Aortic blood pressures in conscious, adult PHD3^−/− mice, as measured by radiotelemetry. (A) Pooled frequency histogram of systolic blood pressure over the 3-day recording period (using 1 mm Hg bins) from four (wild-type) or five (PHD3^−/−) resting (solid lines) and active (dotted lines) mice. (B) Average blood pressure recordings over a 3-day recording period. Decreased systolic and diastolic blood pressures were observed in PHD3^−/− mice.
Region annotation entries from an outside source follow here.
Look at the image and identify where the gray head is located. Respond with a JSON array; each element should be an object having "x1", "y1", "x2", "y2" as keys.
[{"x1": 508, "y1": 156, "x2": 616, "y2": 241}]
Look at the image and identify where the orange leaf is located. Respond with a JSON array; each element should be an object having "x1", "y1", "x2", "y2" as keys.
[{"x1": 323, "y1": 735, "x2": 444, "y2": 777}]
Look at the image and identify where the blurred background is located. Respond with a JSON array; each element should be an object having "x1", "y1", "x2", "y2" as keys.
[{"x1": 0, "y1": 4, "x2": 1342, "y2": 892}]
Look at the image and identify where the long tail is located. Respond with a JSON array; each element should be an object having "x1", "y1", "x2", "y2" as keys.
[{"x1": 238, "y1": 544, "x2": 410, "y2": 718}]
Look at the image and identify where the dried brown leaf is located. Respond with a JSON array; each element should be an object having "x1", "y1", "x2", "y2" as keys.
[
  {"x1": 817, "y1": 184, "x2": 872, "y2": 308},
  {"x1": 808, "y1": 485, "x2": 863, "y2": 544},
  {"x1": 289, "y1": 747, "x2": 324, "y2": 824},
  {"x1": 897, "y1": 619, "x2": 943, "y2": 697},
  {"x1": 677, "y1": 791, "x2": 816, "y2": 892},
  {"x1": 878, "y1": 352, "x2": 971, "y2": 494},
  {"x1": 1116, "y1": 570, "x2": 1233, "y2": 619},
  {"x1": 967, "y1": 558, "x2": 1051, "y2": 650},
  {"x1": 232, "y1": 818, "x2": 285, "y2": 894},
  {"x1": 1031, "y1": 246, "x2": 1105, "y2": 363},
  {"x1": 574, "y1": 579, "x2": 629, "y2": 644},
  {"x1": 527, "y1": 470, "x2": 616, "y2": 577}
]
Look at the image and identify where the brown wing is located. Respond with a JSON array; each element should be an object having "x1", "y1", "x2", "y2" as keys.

These differences were enhanced when the mice were active.

FIG. 9.

Catecholamine secretion in PHD3^−/− mice. (A) Representative amperometric recordings of basal catecholamine release, as well as responsiveness to induction by 20 mM and 40 mM potassium (20K and 40K), of adrenal slices isolated from adult mice. The table shows the secretion rate (in fC/min) under basal conditions, as well as with 20 mM and 40 mM potassium (20 and 40 K). (B) Circulating catecholamines (adrenaline and noradrenaline) from anesthetized, adult mice. Both adrenal slice and circulating catecholamines are reduced in PHD3^−/− mice.